Por supuesto, hay muchas objeciones posibles a las ideas de Du Bois, y Gooding-Williams no puede responderlas todas en detalle. En general, está más interesado en la exégesis que en la evaluación. ¿Tiene razón Du Bois sobre la belleza, sobre la democracia o, en este caso, sobre la supremacía blanca? ¿Qué ocurre con los filósofos más recientes que sostienen que el racismo no es “un hábito mental vicioso”, sino una consecuencia de arreglos institucionales injustos? “Democracia y Belleza” no defiende la concepción de supremacía blanca de Du Bois frente a interpretaciones rivales, y no satisfará ni convencerá a quienes están comprometidos con enfoques más estructurales. Sin embargo, la paciencia y el cuidado con los que Gooding-Williams explica la posición de Du Bois impresionarán, aunque posiblemente no persuadan, a sus críticos.

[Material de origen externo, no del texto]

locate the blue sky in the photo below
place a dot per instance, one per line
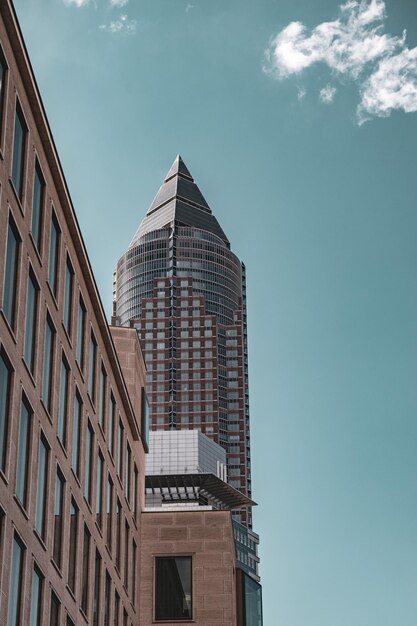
(298, 121)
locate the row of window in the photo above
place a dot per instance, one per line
(106, 601)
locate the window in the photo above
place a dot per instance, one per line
(92, 368)
(97, 584)
(59, 500)
(173, 588)
(19, 145)
(76, 434)
(37, 206)
(112, 421)
(89, 449)
(116, 608)
(81, 333)
(102, 399)
(85, 570)
(120, 449)
(36, 602)
(15, 593)
(10, 274)
(5, 392)
(68, 289)
(126, 579)
(23, 451)
(55, 610)
(72, 556)
(107, 600)
(42, 493)
(54, 254)
(99, 491)
(3, 70)
(31, 321)
(128, 471)
(118, 532)
(48, 363)
(109, 512)
(63, 402)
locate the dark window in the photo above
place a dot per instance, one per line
(3, 70)
(19, 145)
(31, 322)
(99, 491)
(92, 368)
(37, 206)
(89, 450)
(81, 333)
(112, 422)
(42, 493)
(103, 397)
(55, 610)
(54, 254)
(109, 513)
(126, 580)
(86, 570)
(15, 593)
(10, 274)
(72, 555)
(63, 402)
(128, 471)
(58, 526)
(120, 450)
(118, 532)
(97, 585)
(36, 602)
(135, 492)
(173, 588)
(5, 393)
(22, 473)
(76, 433)
(68, 290)
(48, 363)
(107, 600)
(116, 608)
(133, 590)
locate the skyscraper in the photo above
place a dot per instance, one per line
(183, 289)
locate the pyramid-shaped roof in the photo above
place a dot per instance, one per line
(179, 201)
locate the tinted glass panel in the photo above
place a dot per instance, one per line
(31, 315)
(42, 487)
(54, 255)
(5, 384)
(23, 452)
(10, 275)
(18, 150)
(36, 603)
(15, 593)
(37, 206)
(173, 597)
(48, 364)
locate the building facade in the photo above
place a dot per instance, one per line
(77, 545)
(183, 289)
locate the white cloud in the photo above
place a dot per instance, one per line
(76, 3)
(301, 93)
(122, 25)
(327, 94)
(352, 46)
(393, 85)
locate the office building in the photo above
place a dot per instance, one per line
(77, 545)
(183, 289)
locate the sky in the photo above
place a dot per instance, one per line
(298, 120)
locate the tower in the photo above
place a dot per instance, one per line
(183, 289)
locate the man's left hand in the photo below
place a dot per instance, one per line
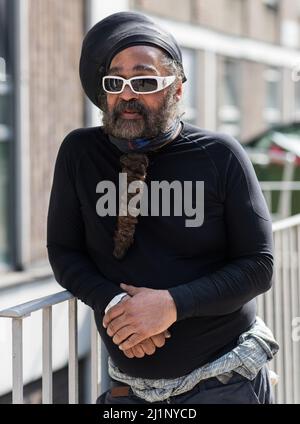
(147, 313)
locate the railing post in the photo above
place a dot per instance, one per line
(17, 359)
(47, 355)
(73, 352)
(94, 360)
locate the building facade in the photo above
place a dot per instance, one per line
(240, 57)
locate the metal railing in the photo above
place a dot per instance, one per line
(285, 190)
(18, 314)
(278, 307)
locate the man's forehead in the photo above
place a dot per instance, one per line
(142, 67)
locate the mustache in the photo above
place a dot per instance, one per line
(130, 106)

Sin embargo, si la belleza es lo que nos sacude de nuestros hábitos de pensamiento, entonces “Democracia y Belleza”, pese a todas sus virtudes intelectuales y estilísticas, nunca estuvo destinada a cambiar muchas mentes. En su mérito, el texto no está plagado de jerga ni se entrega a la moda trivial que desmerece tantos trabajos académicos contemporáneos, y aborda una pregunta de relevancia perdurable. Pero no se puede negar que el lenguaje de Gooding-Williams es sencillo y que las ideas que elabora son complejas. Y aunque a veces aplica las teorías de Du Bois a asuntos contemporáneos -por ejemplo, con breves incursiones en el arte actual sobre la vida negra-, en gran medida deja este ejercicio de relevancia al lector.
Sobre todo, Gooding-Williams intenta cambiar mentes mediante el argumento, no a través de deslumbramientos estéticos, y sabe mejor que nadie que este método tiene sus limitaciones. Du Bois presentó excelentes argumentos, como demuestra “Democracia y Belleza”, pero su prosa también estaba elegantemente adornada. “Primero y ante todo”, escribe en un pasaje impactante, “no podemos olvidar que este mundo es hermoso. Admitamos toda su fealdad y pecado -la horrenda maraña de sus putrefactos hilos, que pocos han visto tan de cerca o con tanta frecuencia como yo-; no obstante, la belleza de este mundo no debe ser negada”.
Leyendo una prosa tan vívida, ¿quién podría negarlo?